Reliance on pre-defined roles (e.g., a nurse and physician in medicine) has long been a cornerstone of coordination in organizations, providing clarity to team members about what they and their teammates are expected to know and do. However, the rise of fluid participation—frequent changes to team membership and the composition of available skills—poses new challenges to such traditional coordination mechanisms. Membership changes can leave teams with more-disconnected or more-intersecting roles—that is, a set of roles with more distinct or more overlapping capabilities, respectively. In a new study of hundreds of teams from a U.S. hospital emergency department (ED), researchers investigated the possibility that experiencing disconnected team roles hinders the flexible coordination needed to perform in what is the volatile context of an ED. The study found that teams with disconnected roles are less effective (i.e., provided less efficient care) than teams with intersecting roles.
The study is published in Frontiers in Psychology in a special issue focused on the tradition of the Carnegie School. It was conducted by researchers at Carnegie Mellon University, the Brazilian School of Public and Business Administration, Waseda University, and Nanyang Technological University; all but one coauthor have ties to Carnegie Mellon University, working and/or having trained there.
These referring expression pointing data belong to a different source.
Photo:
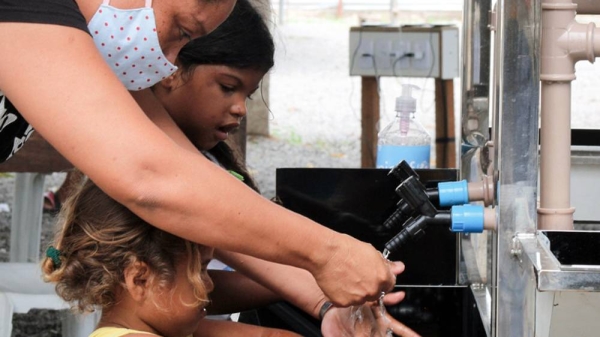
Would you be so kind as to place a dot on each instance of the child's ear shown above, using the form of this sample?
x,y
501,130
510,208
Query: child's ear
x,y
138,280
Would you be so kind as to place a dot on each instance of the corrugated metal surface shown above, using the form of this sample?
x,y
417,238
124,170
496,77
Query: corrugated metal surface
x,y
416,5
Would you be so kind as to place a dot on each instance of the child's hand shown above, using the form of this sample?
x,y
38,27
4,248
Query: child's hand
x,y
367,319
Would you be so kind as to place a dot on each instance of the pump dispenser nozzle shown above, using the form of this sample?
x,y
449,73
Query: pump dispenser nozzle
x,y
406,103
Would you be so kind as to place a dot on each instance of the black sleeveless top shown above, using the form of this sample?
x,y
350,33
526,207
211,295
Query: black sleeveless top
x,y
14,129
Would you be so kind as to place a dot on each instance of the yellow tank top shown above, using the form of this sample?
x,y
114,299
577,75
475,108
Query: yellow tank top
x,y
116,332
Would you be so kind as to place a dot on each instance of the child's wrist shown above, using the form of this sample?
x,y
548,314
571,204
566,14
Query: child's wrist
x,y
325,307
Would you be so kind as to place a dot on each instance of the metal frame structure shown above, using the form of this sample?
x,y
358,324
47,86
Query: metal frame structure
x,y
520,287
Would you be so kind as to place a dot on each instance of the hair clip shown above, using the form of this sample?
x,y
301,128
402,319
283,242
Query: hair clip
x,y
54,255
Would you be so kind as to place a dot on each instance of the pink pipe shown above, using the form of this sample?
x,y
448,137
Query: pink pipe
x,y
588,6
564,43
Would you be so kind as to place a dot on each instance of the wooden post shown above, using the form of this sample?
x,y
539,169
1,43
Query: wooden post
x,y
369,120
445,143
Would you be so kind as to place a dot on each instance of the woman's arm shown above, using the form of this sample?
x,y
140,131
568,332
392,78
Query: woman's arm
x,y
299,288
294,285
61,85
235,292
214,328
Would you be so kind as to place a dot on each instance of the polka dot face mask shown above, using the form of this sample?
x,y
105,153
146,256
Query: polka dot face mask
x,y
128,41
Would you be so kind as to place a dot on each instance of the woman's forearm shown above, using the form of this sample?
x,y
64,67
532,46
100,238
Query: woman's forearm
x,y
292,284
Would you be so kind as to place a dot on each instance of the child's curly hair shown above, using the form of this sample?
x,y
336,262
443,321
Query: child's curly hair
x,y
98,238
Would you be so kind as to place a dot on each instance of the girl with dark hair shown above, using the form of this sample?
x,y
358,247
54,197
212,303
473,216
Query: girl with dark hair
x,y
58,75
206,98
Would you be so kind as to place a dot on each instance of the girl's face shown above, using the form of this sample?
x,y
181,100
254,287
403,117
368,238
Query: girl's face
x,y
209,103
179,21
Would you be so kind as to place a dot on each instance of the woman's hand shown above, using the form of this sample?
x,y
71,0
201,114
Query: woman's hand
x,y
365,320
362,271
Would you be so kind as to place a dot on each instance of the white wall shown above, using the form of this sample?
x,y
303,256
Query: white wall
x,y
417,5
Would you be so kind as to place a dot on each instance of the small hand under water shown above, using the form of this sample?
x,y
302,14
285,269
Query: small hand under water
x,y
369,320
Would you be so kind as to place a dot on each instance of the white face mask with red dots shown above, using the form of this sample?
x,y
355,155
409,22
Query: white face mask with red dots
x,y
128,41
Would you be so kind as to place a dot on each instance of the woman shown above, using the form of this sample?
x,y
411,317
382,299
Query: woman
x,y
53,74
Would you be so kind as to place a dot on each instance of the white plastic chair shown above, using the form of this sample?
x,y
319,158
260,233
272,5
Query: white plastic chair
x,y
21,284
22,289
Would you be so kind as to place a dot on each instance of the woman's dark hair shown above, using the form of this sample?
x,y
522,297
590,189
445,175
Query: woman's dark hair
x,y
242,41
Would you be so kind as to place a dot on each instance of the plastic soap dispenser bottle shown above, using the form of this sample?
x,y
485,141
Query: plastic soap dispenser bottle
x,y
404,138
"In order to adapt to volatile environments, many organizations began to organize work into teams in the 1980s to help the organization to quickly respond to shifting demands," explains Anna Mayo, assistant professor of organizational behavior at Carnegie Mellon's Heinz College, who coauthored the study. "Increasingly, though, organizational teams have become less stable than those of the past. In part due to increasing specialization and advances in technology, team membership is now commonly in flux as experts come and go and people juggle work on multiple teams at once. This makes it difficult to coordinate as the boundaries around who is 'in' the team and workflows become dynamic and harder to identify."
In this study, researchers examined data from nearly 350 teams working in 2011 in a 12-bed hospital ED in a medium-sized suburban hospital in the United States. The data combined hospital scheduling records, patient health records, and surveys completed by attending physicians.
Researchers analyzed two kinds of teams: The more-connected role sets included an attending physician, a nurse practitioner, and an average of seven nurses. Teams with a less-connected role set lacked the nurse practitioner role, which has capabilities overlapping both with nurses and physicians, and this absence was theorized to reduce the level of flexibility a team could exercise.
Less-connected role sets were associated with less team effectiveness in terms of longer stays in the ED and more patients being handed off during a shift change. This was true after accounting for other possible explanations such as the overall labor available to the team and the time of day. However, the cognitive versatility—or capacity for flexibility in thinking style—of a team's attending physician—considered to be the strategically core member—could alter that effect. Teams with a more cognitively versatile physician provided more efficient care overall, and were less negatively affected by working with a less-connected role set compared to teams with less cognitively versatile attending physicians. These results remained even after accounting for other physician traits like their experience.
"Role-based organizational systems have been an effective tool for coordination in part because they offer a clear understanding of what each person can do and how team members' work should fit together," notes Brandy Aven, associate professor of organizational theory, strategy, and entrepreneurship at Carnegie Mellon's Tepper School of Business, who coauthored the study. "In our study, we highlighted how having roles with more overlap in the tasks they can perform might create redundancy that is critical for adaptation, allowing members to back up one another and thereby creating a structural mechanism for some flexibility. Absent that structural flexibility, though, cognitive flexibility may become critical."
Among the study's limitations, the authors note that their work is correlational and does not address the causal effects of role structures or cognitive versatility. In addition, they were not able to observe the coordination behaviors that they suspect explain the association between care efficiency and both role structures and cognitive flexibility.
"Our findings extend the Carnegie School's groundbreaking work on organizational theory in general and fluid participation in particular," according to Anita Williams Woolley, professor of organizational behavior and theory at Carnegie Mellon's Tepper School of Business, who coauthored the study. "As the formal organizational structures that historically supported coordination fade away, insights from psychology and organizational behavior point to individual attributes of team members as a possible source of flexibility that can bolster team coordination in dynamic settings."